About 70,000 litres of an oil−soil mixture have been cleaned up around the source of the leak and another 118,000 litres of oily water has been skimmed from the river, but officials don’t know how much oil has been recovered.
Five booms have been placed on the river with "varied levels of success," said Wes Kotyk with Saskatchewan’s Environment Ministry. He added that four birds, one frog and one fish have died as a result of the spill so far.
Calgary−based Husky, which is controlled by Hong Kong billionaire Li Ka−Shing, has apologized.
"We realize this has been a very challenging time for everybody, with the spill impacting people, the environment and local businesses," said Pate, who is overseeing the response.
"We’re deeply sorry this has happened.

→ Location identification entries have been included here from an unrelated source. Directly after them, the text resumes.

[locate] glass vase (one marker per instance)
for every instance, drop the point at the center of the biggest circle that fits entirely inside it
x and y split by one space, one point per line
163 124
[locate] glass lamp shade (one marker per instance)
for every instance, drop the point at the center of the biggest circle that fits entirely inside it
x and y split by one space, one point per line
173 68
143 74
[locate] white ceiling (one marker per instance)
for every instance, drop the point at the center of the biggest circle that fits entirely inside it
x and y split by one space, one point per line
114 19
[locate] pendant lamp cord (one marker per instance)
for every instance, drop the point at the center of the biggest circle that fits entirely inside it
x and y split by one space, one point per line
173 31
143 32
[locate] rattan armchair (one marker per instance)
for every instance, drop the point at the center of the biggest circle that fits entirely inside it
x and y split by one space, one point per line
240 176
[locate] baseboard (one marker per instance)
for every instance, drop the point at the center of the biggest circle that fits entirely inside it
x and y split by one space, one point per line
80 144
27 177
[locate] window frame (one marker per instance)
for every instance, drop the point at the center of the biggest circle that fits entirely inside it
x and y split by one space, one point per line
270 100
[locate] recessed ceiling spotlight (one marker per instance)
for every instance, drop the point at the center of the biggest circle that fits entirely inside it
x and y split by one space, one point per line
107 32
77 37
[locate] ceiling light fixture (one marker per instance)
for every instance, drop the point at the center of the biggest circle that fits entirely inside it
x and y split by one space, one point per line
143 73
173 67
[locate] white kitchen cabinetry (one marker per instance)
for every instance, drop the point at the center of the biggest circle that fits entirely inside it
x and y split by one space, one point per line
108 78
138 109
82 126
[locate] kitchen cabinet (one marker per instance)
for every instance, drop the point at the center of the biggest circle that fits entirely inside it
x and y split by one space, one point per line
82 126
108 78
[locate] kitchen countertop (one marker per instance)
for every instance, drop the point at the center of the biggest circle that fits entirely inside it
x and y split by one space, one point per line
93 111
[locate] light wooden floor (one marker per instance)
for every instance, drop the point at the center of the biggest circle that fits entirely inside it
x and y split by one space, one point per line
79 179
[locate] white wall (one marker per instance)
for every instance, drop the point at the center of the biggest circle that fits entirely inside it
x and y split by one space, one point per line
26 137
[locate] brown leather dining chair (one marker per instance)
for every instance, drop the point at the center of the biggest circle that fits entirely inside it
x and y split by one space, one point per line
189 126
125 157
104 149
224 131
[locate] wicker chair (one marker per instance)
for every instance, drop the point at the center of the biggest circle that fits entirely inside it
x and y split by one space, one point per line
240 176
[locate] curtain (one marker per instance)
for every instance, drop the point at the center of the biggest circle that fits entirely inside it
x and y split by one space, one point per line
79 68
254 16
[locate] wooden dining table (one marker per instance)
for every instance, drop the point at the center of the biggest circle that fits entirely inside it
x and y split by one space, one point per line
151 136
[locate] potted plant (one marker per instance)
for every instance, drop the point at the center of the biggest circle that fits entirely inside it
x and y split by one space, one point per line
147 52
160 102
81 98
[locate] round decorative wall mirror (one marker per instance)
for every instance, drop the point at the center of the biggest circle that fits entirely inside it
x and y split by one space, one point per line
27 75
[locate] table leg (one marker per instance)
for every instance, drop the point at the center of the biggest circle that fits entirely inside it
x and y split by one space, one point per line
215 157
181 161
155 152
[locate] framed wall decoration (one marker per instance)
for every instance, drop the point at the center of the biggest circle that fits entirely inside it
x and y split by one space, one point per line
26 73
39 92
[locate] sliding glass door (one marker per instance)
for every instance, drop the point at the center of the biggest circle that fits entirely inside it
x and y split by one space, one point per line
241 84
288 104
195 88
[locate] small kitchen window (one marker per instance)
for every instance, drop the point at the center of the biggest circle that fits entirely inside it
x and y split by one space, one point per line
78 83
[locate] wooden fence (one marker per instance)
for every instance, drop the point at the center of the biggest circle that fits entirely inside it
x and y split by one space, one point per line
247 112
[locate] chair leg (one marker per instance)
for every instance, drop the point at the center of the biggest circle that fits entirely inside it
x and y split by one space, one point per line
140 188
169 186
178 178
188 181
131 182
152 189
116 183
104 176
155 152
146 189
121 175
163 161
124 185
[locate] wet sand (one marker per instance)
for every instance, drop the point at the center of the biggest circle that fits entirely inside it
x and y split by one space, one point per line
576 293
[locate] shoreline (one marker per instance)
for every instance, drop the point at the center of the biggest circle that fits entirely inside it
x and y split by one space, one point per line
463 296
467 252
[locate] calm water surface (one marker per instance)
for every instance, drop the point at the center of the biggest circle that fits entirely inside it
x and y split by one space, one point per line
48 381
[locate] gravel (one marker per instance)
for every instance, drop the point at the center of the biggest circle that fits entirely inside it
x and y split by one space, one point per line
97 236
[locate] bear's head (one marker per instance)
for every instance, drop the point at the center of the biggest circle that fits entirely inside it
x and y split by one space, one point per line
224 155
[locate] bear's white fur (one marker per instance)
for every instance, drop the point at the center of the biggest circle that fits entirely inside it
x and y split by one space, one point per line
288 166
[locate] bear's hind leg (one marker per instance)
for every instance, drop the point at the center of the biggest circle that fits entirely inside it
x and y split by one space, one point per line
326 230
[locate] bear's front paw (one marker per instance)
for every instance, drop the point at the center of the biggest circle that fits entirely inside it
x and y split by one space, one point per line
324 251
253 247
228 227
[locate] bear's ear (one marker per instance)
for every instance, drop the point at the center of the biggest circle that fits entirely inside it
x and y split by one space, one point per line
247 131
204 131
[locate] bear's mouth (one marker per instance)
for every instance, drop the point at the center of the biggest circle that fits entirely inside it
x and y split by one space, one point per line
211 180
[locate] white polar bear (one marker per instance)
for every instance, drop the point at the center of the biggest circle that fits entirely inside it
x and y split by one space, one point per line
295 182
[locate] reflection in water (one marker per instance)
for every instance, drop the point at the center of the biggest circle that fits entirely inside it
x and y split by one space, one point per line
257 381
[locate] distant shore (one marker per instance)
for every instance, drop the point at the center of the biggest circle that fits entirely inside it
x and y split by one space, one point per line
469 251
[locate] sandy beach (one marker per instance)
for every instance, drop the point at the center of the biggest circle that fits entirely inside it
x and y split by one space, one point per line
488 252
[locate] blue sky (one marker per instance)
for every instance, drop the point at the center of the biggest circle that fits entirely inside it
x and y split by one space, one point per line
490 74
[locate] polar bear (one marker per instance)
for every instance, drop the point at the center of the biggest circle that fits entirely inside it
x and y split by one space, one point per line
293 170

We accept full responsibility for the event and for the cleanup and we will make things right."
Pate said the breached pipeline was built in 1997 and was subject to a "rigorous" corrosion monitoring program.
The Federation of Sovereign Indigenous Nations is demanding representation at the command centre handling the spill. Chief Bobby Cameron said the Sweetgrass First Nation, Battleford Tribal Council and the Prince Albert Grand Council were preparing for the oil slick as it approached their communities.
The pipeline that leaked last Thursday runs from Husky’s heavy oil operations to its facilities in Lloydminster and carries oil mixed with a lighter hydrocarbon, called a diluent, that’s added to ease the flow.
Prince Albert’s city manager Jim Toye said its reservoirs had a two−day supply of water and the city could get permission from the province to tap its storm retention pond for treatment and distribution to add another four to five days’ worth of water.
Work was already underway to build a temporary pipeline stretching 30 kilometres to draw water from the South Saskatchewan River, should the water emergency continue for a longer period.
Prince Albert city council held a special meeting Monday and declared a local state of emergency, meaning city officials can issue $1,400 fines to businesses and residents using potable water unnecessarily.
The city also ordered there to be no outdoor irrigation, except if using reclaimed water; no washing of sidewalks, driveways, tennis courts, patios or other paved areas; and restaurants have been told to serve water only if customers request it.
"We need a deterrent," he said. "We don’t want anyone thinking this doesn’t apply to them."
— Editor's Note: This article has undergone a correction. A previous version stated that Chinese billionaire Li Ka-Shing, who controls Husky Energy, apologized for the oil spill. The apology was in fact made by Husky's vice-president, Al Pate.